Per la vitalità e la cura dei luoghi che trapela da queste comunità. Per la ricchezza della loro creatività tradizionale, che pure si è evoluta nel tempo (penso ad esempio agli archi di pane di San Biagio Platani, ai “diavoli” di Prizzi, ai bellissimi canti pasquali di Santo Stefano Quisquina).
A pensarci bene, però, non dovrei essere per nulla sorpreso.
Non è sorprendente che i piccoli paesi pulsino a un ritmo più sano, più in armonia con i cicli della Terra e degli altri esseri viventi.
Non è sorprendente trovare qui comunità coese, costellate di associazioni, amministrate da persone giovani in maniera virtuosa.
Lo sapevo già che piccolo e lento è bello, che vivere qui non significa essere “indietro”, che non c’è nulla di più contemporaneo dell’aver capito quali iniquità e malesseri si nascondono nella logica lineare di quell'”avanti”.

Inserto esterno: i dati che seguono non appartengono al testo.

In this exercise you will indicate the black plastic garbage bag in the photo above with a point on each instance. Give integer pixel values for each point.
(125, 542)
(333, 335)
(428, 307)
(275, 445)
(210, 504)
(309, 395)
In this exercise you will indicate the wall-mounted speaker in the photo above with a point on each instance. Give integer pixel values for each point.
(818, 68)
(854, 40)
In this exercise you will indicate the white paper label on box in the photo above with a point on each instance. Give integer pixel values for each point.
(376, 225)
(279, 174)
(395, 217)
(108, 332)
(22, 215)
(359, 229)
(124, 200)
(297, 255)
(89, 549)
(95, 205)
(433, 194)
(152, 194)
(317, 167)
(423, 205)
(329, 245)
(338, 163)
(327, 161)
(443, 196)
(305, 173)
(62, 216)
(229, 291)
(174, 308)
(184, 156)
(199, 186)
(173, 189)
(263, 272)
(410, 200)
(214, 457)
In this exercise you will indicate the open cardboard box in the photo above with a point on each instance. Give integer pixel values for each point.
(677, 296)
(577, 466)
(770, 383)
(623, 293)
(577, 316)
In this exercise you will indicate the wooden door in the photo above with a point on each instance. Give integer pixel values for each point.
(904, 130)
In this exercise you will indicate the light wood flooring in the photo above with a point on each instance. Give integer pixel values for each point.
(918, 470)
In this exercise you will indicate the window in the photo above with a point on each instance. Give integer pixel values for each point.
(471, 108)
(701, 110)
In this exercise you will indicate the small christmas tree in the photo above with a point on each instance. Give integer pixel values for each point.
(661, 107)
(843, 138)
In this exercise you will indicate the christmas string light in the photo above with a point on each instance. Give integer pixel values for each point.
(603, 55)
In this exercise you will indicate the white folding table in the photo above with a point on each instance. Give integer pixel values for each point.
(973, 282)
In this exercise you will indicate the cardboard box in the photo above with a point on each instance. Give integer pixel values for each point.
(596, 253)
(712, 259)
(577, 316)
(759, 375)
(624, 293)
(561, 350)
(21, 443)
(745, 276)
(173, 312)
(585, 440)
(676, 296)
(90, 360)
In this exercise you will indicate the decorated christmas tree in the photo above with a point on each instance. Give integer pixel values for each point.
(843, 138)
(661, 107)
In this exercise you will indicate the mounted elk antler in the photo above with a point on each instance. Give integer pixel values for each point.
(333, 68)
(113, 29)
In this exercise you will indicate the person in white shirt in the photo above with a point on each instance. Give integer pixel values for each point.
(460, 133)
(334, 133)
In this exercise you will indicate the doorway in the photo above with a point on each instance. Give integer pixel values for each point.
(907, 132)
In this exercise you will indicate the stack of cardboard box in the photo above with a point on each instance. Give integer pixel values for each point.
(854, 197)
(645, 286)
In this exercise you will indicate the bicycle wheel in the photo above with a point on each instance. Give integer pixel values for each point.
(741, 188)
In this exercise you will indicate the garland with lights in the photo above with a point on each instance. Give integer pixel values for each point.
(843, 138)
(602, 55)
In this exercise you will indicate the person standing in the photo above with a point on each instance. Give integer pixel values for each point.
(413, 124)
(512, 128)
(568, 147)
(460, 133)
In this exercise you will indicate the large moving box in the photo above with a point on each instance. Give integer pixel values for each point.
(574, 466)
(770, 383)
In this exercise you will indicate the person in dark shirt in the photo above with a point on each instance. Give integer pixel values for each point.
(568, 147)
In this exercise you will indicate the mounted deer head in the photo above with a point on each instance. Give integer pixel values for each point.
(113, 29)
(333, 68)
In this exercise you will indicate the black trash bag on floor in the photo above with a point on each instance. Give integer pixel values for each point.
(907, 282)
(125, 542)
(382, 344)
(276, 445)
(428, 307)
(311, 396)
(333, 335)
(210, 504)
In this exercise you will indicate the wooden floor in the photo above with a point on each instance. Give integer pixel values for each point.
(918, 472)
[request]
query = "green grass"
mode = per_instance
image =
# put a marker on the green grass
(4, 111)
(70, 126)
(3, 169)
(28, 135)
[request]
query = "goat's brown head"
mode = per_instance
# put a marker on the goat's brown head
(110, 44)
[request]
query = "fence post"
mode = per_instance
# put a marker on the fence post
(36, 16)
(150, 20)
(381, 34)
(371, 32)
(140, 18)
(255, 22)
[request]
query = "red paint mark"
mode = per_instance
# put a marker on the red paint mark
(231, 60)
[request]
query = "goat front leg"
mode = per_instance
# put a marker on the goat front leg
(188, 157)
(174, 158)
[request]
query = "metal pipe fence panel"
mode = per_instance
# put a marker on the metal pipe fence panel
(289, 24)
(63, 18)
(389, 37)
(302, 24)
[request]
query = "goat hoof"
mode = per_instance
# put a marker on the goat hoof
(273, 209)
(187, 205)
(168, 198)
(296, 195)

Lo sanno bene tante e tanti giovani che, come me, sono rientrate in Sicilia dopo lunghi percorsi internazionali, e che oggi vivono a Prizzi, a Bivona, a San Biagio Platani. Ho avuto il privilegio di incontrarne tanti, in questi giorni, e in loro trovo riflesse le stesse consapevolezze, la stessa determinazione, la stessa quieta disobbedienza. Che nell’incontro si amplificano, e disegnano mappe allargate di rigenerazioni possibili.
La cosa più bella di questo festival è stato vedere giovani di paesi vicini conoscersi per la prima volta, sotto la spinta di una carovana di forestieri e dell’organizzazione di un festival, per forgiare nuove sinergie, nuove comunità allargate a cui appartenere.
Grazie a Farm Cultural Park per aver trovato il modo migliore per aprire questo festival: mettere insieme un autobus pieno di gente creativa, per cucire insieme i loro percorsi e quelli dei sette paesi percorsi durante questo meraviglioso viaggio.